My Proof that Biden Won the 2020
Presidential Election
During the
final week of the 2016 presidential campaign, I spent an hour on the phone with
my sister, trying to persuade her to vote for Hillary Clinton. She is a doctor,
and I heard she was supporting Jill Stein, the Green Party candidate. Stein is
also a doctor, and, on balance, I preferred her platform to Hillary's.
"If
he wins, you'll be sorry," I said.
"I know," she replied but
was unmoved.
I wondered why I bothered to spend
so much time and effort trying to get my sister to vote for Hillary. She lives
in a state that was definitely not going to go for Trump. However, I sometimes
do things without knowing the reason why precisely. It only becomes obvious
later. It's important to act on instinct sometimes.

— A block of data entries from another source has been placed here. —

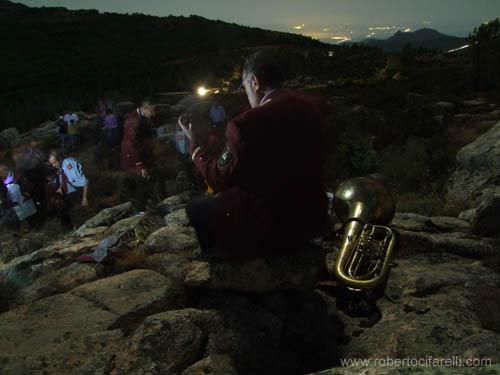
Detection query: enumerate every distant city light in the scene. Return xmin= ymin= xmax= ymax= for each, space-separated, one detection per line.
xmin=331 ymin=36 xmax=351 ymax=43
xmin=368 ymin=26 xmax=397 ymax=31
xmin=198 ymin=86 xmax=208 ymax=96
xmin=447 ymin=44 xmax=470 ymax=53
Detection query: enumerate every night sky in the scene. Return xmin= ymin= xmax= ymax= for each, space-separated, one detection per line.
xmin=18 ymin=0 xmax=500 ymax=42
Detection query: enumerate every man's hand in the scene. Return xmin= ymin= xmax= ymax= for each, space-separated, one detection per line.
xmin=177 ymin=114 xmax=193 ymax=141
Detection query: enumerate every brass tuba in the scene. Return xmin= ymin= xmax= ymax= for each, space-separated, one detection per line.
xmin=334 ymin=177 xmax=395 ymax=290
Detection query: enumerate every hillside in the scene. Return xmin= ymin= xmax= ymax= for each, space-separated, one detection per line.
xmin=0 ymin=0 xmax=321 ymax=128
xmin=361 ymin=28 xmax=467 ymax=52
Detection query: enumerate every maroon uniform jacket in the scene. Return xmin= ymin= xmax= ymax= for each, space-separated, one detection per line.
xmin=192 ymin=92 xmax=327 ymax=255
xmin=120 ymin=110 xmax=148 ymax=176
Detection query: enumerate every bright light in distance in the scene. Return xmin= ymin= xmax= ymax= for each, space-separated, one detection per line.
xmin=198 ymin=86 xmax=208 ymax=96
xmin=331 ymin=36 xmax=351 ymax=43
xmin=368 ymin=26 xmax=396 ymax=31
xmin=447 ymin=44 xmax=470 ymax=53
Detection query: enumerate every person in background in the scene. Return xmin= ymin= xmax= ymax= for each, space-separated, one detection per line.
xmin=104 ymin=108 xmax=120 ymax=148
xmin=209 ymin=102 xmax=226 ymax=128
xmin=49 ymin=150 xmax=89 ymax=228
xmin=68 ymin=120 xmax=80 ymax=150
xmin=120 ymin=102 xmax=154 ymax=212
xmin=95 ymin=100 xmax=106 ymax=129
xmin=63 ymin=111 xmax=80 ymax=129
xmin=0 ymin=165 xmax=19 ymax=229
xmin=179 ymin=52 xmax=328 ymax=258
xmin=56 ymin=114 xmax=68 ymax=147
xmin=120 ymin=102 xmax=154 ymax=176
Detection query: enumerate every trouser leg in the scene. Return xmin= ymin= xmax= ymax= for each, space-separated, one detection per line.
xmin=186 ymin=197 xmax=217 ymax=251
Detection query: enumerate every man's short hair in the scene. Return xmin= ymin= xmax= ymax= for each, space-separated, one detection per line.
xmin=243 ymin=51 xmax=285 ymax=88
xmin=49 ymin=150 xmax=64 ymax=161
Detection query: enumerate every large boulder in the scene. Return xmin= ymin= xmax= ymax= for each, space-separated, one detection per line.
xmin=471 ymin=196 xmax=500 ymax=236
xmin=322 ymin=254 xmax=500 ymax=363
xmin=16 ymin=263 xmax=103 ymax=304
xmin=432 ymin=102 xmax=456 ymax=113
xmin=0 ymin=128 xmax=19 ymax=149
xmin=76 ymin=202 xmax=132 ymax=236
xmin=0 ymin=294 xmax=123 ymax=375
xmin=115 ymin=102 xmax=139 ymax=116
xmin=144 ymin=224 xmax=198 ymax=253
xmin=115 ymin=295 xmax=283 ymax=374
xmin=395 ymin=229 xmax=500 ymax=259
xmin=184 ymin=247 xmax=324 ymax=293
xmin=157 ymin=191 xmax=190 ymax=215
xmin=448 ymin=122 xmax=500 ymax=205
xmin=70 ymin=270 xmax=184 ymax=325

My sister's and my politics are
similar. Twenty years before, without prior consultation or discussion, both of
us voted for David McReynolds for President rather than for Bill Clinton's
re-election. In theory, I am not averse to throwing my vote away to make a
point, but in 2016 I thought it was important to stop Trump.
I knew
at least two other progressives who weren't voting for Hillary, but I spent
only a few minutes talking to them.
After
the election, when all the votes had been counted, and Trump won, I noticed
that the only four states where Jill Stein's vote total exceeded the margin of
victory were New Hampshire (which Clinton carried), Pennsylvania, Michigan, and
Wisconsin‒the three states that gave the White House to Trump.
State |
Winner |
Margin of Victory |
Jill Stein (Green) |
New Hampshire |
Clinton |
2,736 |
6,496 |
Pennsylvania |
Trump |
44,292 |
49,941 |
Michigan |
Trump |
10,704 |
51,463 |
Wisconsin |
Trump |
22,748 |
31,072 |
[All data in this article comes
from the United States Elections Project at the University of Florida and the
2016 and 2020 Presidential Election Articles on Wikipedia.]
There were
many reasons Clinton lost, but a major one was the reluctance of white,
wealthy, politically active, liberal women like my sister to vote for Hillary.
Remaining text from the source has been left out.